Ali Rıza Alper / Sevi Bebe Genel müdürü
Gelişmiş ülkelerde standartlar devlet tarafından sıkı bir şekilde denetlenir. Müşteri gibi mağazaları dolaşan yetkililer, riskli ürünlerden satın alır, test ettirilir, zararlı madde içeren ürünler için satıcılara ve üreticilere birçok ağır ceza verilir.
Ülkemizde de bu konuda yeni yeni adımlar atılmakta. En son kırtasiye ürünlerinde azo ve ftalat denetimlerini medyadan takip ettik. Umarız ki bu denetim ülkemizde Avrupa standartlarına ulaşır.
Ancak denetimlerimiz Avrupa standartlarına ulaşana kadar satıcılara ve tüketicilere büyük görev düşmektedir. Kimse yoğurdum ekşi demez. Hatta bir çok firma katalogunda ve web sayfasında büyük yazılarla “Ürünlerimiz Avrupa standartlarındadır” veya “ Ürünlerimiz ftalat, azo, kanserojen içermez” yazmaktadır.

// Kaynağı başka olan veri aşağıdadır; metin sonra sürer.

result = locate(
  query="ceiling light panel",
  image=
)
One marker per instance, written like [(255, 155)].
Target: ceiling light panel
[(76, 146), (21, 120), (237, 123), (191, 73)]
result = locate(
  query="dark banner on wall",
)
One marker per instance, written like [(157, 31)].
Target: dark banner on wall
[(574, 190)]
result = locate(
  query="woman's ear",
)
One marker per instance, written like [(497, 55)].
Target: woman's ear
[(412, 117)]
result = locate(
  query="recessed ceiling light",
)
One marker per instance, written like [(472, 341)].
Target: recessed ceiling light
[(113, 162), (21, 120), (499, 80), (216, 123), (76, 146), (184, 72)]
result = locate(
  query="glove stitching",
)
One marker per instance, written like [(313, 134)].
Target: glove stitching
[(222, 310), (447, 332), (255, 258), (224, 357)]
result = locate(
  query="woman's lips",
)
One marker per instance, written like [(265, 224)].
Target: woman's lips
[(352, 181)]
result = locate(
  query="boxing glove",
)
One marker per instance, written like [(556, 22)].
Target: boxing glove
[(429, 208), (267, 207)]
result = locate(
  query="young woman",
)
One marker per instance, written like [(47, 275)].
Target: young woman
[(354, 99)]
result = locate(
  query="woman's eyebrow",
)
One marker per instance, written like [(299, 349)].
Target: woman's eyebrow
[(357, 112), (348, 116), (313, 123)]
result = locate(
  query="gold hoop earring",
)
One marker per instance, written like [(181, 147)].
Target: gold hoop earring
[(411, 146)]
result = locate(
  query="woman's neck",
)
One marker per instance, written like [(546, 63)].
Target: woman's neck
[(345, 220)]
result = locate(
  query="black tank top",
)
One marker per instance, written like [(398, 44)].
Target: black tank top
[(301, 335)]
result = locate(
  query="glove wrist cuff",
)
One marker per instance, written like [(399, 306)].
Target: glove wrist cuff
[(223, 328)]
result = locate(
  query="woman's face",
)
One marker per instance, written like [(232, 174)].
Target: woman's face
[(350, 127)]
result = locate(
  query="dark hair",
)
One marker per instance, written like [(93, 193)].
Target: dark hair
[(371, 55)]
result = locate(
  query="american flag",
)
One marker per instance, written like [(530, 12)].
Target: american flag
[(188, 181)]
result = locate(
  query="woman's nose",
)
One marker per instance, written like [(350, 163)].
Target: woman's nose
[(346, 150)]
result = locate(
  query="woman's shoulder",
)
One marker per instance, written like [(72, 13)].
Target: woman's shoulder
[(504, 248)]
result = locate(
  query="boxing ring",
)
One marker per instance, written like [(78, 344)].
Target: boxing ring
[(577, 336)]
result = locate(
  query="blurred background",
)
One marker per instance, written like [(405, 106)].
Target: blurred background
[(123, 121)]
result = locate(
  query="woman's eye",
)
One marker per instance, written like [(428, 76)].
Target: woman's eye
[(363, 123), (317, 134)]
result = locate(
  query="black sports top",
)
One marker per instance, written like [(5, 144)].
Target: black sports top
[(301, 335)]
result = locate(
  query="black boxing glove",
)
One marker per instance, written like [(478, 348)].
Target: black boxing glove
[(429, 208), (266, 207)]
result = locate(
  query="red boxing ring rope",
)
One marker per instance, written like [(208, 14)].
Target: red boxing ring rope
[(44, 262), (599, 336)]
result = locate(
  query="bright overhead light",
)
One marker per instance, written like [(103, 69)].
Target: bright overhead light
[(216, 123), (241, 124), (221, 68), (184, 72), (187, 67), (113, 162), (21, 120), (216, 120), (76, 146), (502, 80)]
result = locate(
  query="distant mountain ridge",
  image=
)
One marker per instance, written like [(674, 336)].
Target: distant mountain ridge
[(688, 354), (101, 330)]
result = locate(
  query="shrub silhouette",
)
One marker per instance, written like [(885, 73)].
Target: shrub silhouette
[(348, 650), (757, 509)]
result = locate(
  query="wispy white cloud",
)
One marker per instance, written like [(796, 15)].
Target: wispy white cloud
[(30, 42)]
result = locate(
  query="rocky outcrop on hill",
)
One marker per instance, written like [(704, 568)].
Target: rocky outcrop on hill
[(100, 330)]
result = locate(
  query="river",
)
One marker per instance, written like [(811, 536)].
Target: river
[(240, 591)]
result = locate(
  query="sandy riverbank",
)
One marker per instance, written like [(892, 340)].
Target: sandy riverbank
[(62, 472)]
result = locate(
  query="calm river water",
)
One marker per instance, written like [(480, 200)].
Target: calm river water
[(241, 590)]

Bu yazılanlar doğru mudur? Doğruluğunu nasıl anlarız? Bu durumda satıcı mağazalara ve tüketicilere düşen görev nedir? Satıcılardan belge istemek. Önlükler için, baskılı ürünler için belge isteyin. Ürünlerimiz Avrupa standardına uygun demekle bu iş olmaz. Mademki Avrupa standardına uygun, o zaman belgeni gönder ki biz de mağazamıza koyalım, belge soran müşteriye gösterelim. Perakende müşterisi de mağazalardan belge görmek istesinler. Bunu çekinmeden yapın ki çıta biraz yükselsin ve bebeklerimiz Avrupa’daki bebekler gibi korunsun.
Patentli Ürünlerin Taklitlerini Almayın Ve Satmayın
Ülkemizde buluşlar yok denecek kadar az. Dünyadaki gelişmiş ülkeler buluşlarla ilerliyor. Bizde ise çok az firmanın buluşları var. Buluşların artması için hem satıcılara hem de tüketicilere düşen bir görev var. Bir üründe her hangi bir patent( patent, faydalı model ya da tasarım tescil belgesi ) olduğunu bilerek bu ürünün taklidini almak, hem buluşları azaltır, buluş yapan firmaların motivasyonunu kırar, hem de buluş hırsızlığını teşvik eder. Ülkemizde hukuk ne kadar hızlı hepimizin malumu. Buluş hırsızlarını hukukun cezalandırmasını beklemeden, patentli ürünleri buluş sahiplerinden alırsanız , hem yeni buluşları teşvik edersiniz hem de buluş hırsızlarına prim vermemiş olursunuz. Bu ülkenin bebeklerinin de gelişmiş ülke bebekleri gibi sağlıklı tüketime hakkı var. Bu hakkı onlara kazandırmak için el birliğiyle sağlıklı ürün teşvik edelim.